Le général Michel, le chef de brigade Boerner, un brillant état-major, des officiers de toutes armes, des employés d’administration et 180 hommes de troupes, comme garde d’honneur, l’accompagnaient. La plupart restèrent à bord des frégates qui se rendirent peu après au Cap.

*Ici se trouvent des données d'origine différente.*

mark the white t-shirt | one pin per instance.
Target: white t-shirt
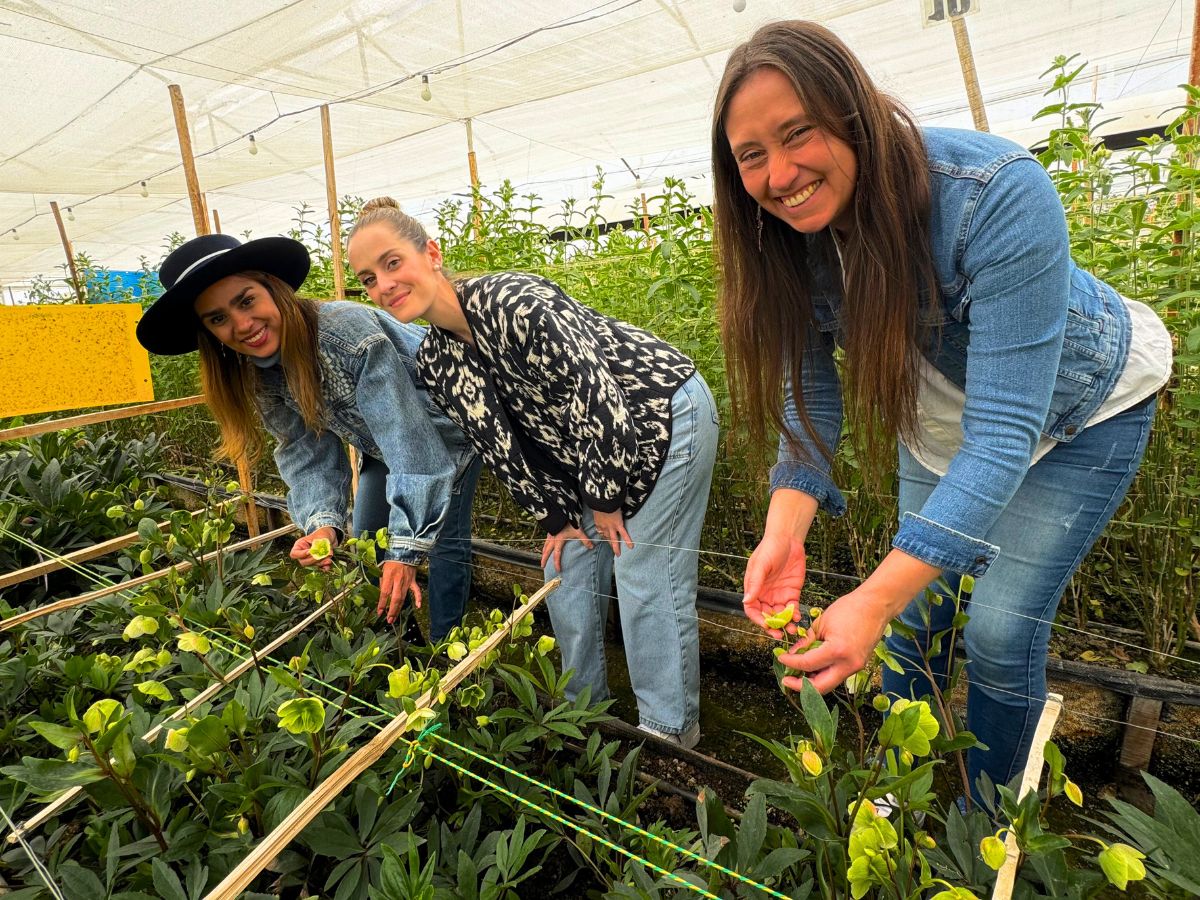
(940, 401)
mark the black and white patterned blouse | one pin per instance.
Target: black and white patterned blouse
(567, 406)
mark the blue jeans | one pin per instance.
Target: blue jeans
(450, 561)
(655, 580)
(1044, 533)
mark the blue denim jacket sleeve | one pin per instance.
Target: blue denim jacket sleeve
(1017, 261)
(315, 467)
(821, 391)
(420, 469)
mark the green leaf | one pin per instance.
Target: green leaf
(208, 736)
(141, 625)
(60, 736)
(301, 715)
(154, 689)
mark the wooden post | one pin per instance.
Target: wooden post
(247, 489)
(474, 177)
(363, 759)
(1007, 875)
(335, 226)
(966, 61)
(185, 151)
(69, 251)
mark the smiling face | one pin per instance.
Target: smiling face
(791, 167)
(241, 313)
(397, 275)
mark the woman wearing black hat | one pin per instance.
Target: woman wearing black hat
(319, 373)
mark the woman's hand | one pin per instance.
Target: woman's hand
(850, 629)
(397, 580)
(555, 543)
(773, 580)
(301, 551)
(612, 528)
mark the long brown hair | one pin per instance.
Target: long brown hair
(229, 379)
(766, 307)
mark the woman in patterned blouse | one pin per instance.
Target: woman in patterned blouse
(601, 431)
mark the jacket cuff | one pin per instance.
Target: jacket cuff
(943, 547)
(411, 551)
(798, 477)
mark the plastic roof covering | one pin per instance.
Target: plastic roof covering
(553, 89)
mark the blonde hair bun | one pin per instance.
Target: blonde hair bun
(381, 203)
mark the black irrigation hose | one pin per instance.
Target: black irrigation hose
(1126, 683)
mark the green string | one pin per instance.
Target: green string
(430, 731)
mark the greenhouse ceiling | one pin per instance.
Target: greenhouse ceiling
(553, 90)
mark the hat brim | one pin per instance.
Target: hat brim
(171, 325)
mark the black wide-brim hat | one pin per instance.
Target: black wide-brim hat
(171, 325)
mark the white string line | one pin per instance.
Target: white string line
(978, 603)
(33, 857)
(917, 671)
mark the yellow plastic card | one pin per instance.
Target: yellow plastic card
(70, 358)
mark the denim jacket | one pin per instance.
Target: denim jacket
(369, 387)
(1036, 343)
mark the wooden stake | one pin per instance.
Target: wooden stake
(75, 421)
(1007, 875)
(335, 226)
(204, 696)
(247, 489)
(69, 251)
(72, 601)
(966, 61)
(199, 217)
(79, 556)
(311, 807)
(474, 179)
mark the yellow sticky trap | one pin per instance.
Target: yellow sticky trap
(70, 358)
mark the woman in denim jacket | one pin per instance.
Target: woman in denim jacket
(605, 433)
(1019, 388)
(319, 373)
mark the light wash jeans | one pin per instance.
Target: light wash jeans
(1044, 533)
(450, 558)
(655, 580)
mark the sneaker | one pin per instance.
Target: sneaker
(688, 739)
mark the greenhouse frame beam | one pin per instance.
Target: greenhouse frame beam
(363, 759)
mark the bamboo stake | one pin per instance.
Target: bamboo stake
(966, 61)
(204, 696)
(474, 179)
(199, 217)
(1007, 875)
(363, 759)
(69, 251)
(249, 490)
(71, 601)
(335, 226)
(75, 421)
(79, 556)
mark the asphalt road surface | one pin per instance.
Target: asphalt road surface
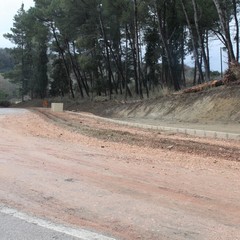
(15, 225)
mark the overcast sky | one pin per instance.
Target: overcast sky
(10, 7)
(7, 11)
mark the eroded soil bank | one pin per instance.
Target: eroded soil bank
(125, 182)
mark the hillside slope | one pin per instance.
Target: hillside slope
(220, 105)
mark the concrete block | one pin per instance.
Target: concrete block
(57, 107)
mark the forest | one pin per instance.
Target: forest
(86, 48)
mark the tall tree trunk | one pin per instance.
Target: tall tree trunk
(107, 53)
(224, 21)
(237, 28)
(64, 60)
(201, 41)
(169, 58)
(195, 48)
(137, 52)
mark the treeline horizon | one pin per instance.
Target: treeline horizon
(104, 47)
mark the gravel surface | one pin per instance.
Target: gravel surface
(125, 182)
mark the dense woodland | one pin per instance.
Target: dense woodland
(126, 47)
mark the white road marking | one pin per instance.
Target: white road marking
(79, 233)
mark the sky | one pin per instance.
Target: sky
(7, 11)
(10, 8)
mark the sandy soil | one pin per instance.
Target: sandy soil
(125, 182)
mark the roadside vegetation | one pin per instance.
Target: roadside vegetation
(127, 48)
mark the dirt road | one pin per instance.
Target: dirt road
(124, 182)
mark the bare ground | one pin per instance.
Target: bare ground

Pourquoi Hédouville ne s’y rendit-il pas tout d’abord avec ces navires de guerre ? C’est que sans doute le Directoire exécutif dut craindre que T. Louverture, qui avait osé forcer Sonthonax à s’embarquer, ne fût disposé à empêcher le nouvel agent de mettre pied à terre au Cap. D’un autre côté, l’envoyant dais la colonie huit mois après cet attentat, le Directoire dut penser qu’il était convenable qu’il se renseignât par Roume, des événemens qui auraient eu lieu depuis, afin de pouvoir mieux remplir sa mission, à l’égard de T. Louverture auquel il venait opposer son influence politique et sa réputation militaire, et de Rigaud

  1. Nous exprimons ici notre vive gratitude pour la gracieuse autorisation qui nous a été donnée, de consulter au ministère de la marine et des colonies, la correspondance officielle du général Hédouville avec T. Louverture, les autres généraux et fonctionnaires publics de Saint-Domingue. Si les inductions que nous tirerons de sa mission dans cette colonie ne paraissent pas judicieuses, on devra en accuser notre esprit et non pas notre cœur.